Background: Bronchopulmonary dysplasia (BPD) is one of the most devastating conditions in premature babies; meanwhile, keratinocyte growth factor-2 (KGF-2) plays a key role in lung development. The aim of this study was to examine the therapeutic effects of recombinant human KGF-2 (rhKGF-2) in a hyperoxia-induced BPD rat model and explore the potential underlying mechanisms. Methods: A total of 75 newborn Sprague-Dawley (SD) rats were assigned to 5 groups, including normoxia control, normoxia+rhKGF2, BPD (no treatment), BPD+saline (NS) and BPD+rhKGF2 groups (n=15/group). For treatment, rats were intratracheally administered rhKGF2 (5 mg/kg) or equal volume of saline, and sacrificed 2 weeks later. Weights and wet-to-dry weight ratio ((W/D), an indicator of lung edema) values of lung specimens were measured. Then, IL-1 beta, IL-6, TNF-alpha, and macrophage inflammatory protein-2 (MIP-2) levels were quantitated by enzyme-linked immunosorbent assay (ELISA) in bronchoalveolar fluid (BALF) samples. Next, lung tissue specimens were assessed by H&E staining, immunohistochemistry (VEGFa and NF-kappa B p65), quantitative real-time reverse transcription polymerase chain reaction (qRT-PCR; surfactant protein C or SPC) and immunoblotting (VEGFa, NF-kappa B p65 and p-p65). Results: In the hyperoxia-induced BPD rat model, rhKGF-2 promoted lung growth and development, and reduced pulmonary edema.

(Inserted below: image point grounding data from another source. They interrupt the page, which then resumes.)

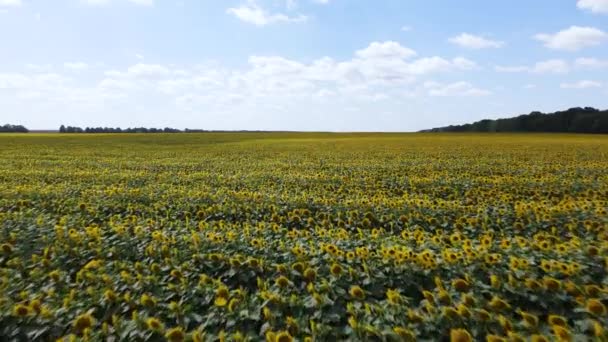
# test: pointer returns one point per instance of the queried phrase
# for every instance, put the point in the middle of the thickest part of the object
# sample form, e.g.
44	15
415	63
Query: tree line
8	128
73	129
573	120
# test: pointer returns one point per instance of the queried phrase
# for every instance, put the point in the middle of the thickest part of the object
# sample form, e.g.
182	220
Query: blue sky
337	65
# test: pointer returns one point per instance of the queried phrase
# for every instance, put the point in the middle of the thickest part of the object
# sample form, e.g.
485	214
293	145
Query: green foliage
574	120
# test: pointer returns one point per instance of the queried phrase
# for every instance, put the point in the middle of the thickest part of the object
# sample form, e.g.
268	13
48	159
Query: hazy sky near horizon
331	65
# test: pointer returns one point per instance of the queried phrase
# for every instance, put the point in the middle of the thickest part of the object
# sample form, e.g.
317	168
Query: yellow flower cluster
304	236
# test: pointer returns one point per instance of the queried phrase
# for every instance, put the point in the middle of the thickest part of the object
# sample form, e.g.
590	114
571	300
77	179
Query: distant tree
8	128
573	120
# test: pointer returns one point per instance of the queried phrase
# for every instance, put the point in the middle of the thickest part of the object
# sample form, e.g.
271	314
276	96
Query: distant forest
13	129
573	120
71	129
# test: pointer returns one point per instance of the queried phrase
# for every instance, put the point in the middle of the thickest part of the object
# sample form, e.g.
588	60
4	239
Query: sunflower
538	338
460	285
405	334
530	320
562	333
147	300
175	334
498	304
596	307
495	338
551	284
154	324
310	274
335	269
393	296
83	321
556	320
450	313
460	335
282	282
283	336
21	310
357	292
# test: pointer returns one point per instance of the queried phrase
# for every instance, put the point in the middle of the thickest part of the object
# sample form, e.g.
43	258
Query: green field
305	236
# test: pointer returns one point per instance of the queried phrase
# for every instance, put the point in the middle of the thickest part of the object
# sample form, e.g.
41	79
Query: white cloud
584	84
106	2
385	50
76	66
551	66
513	69
595	6
470	41
591	63
573	38
454	89
254	14
269	92
10	3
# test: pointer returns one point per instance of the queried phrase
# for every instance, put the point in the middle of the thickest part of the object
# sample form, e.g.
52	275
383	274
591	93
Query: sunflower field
303	237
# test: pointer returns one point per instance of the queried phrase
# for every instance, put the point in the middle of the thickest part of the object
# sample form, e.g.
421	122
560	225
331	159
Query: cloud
253	14
269	92
595	6
76	66
383	50
551	66
584	84
454	89
573	39
470	41
106	2
10	3
591	63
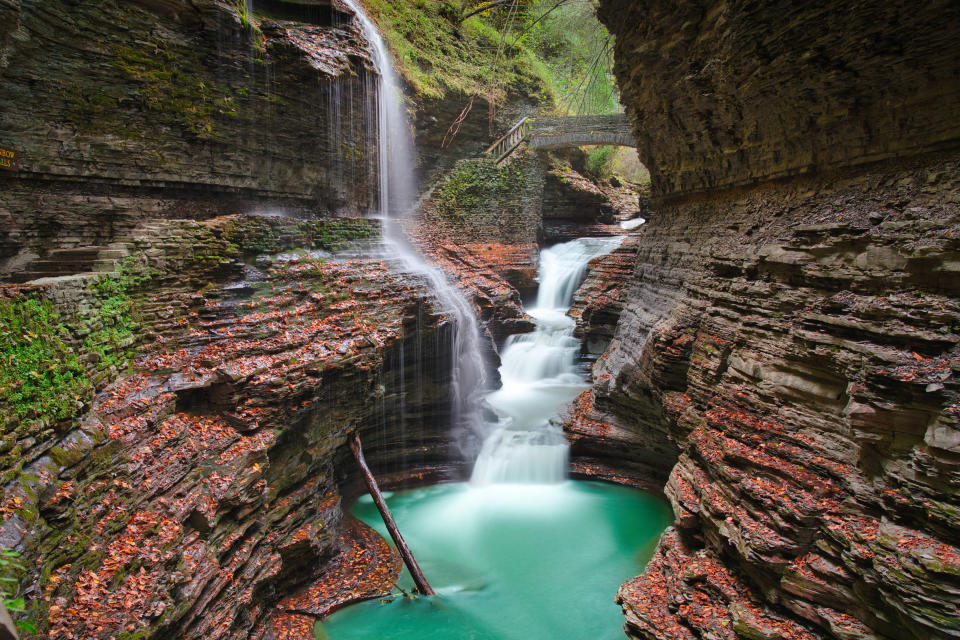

Treatment with rhKGF-2 resulted in reduced BALF levels of inflammatory cytokines, increased SPC mRNA levels and VEGF protein expression in the lung, and slightly decreased lung NF-kappa B p65 nuclear expression and phosphorylation. Conclusion: rhKGF-2 alleviates hyperoxia-induced BPD, likely through reduced inflammation and induction of SPC.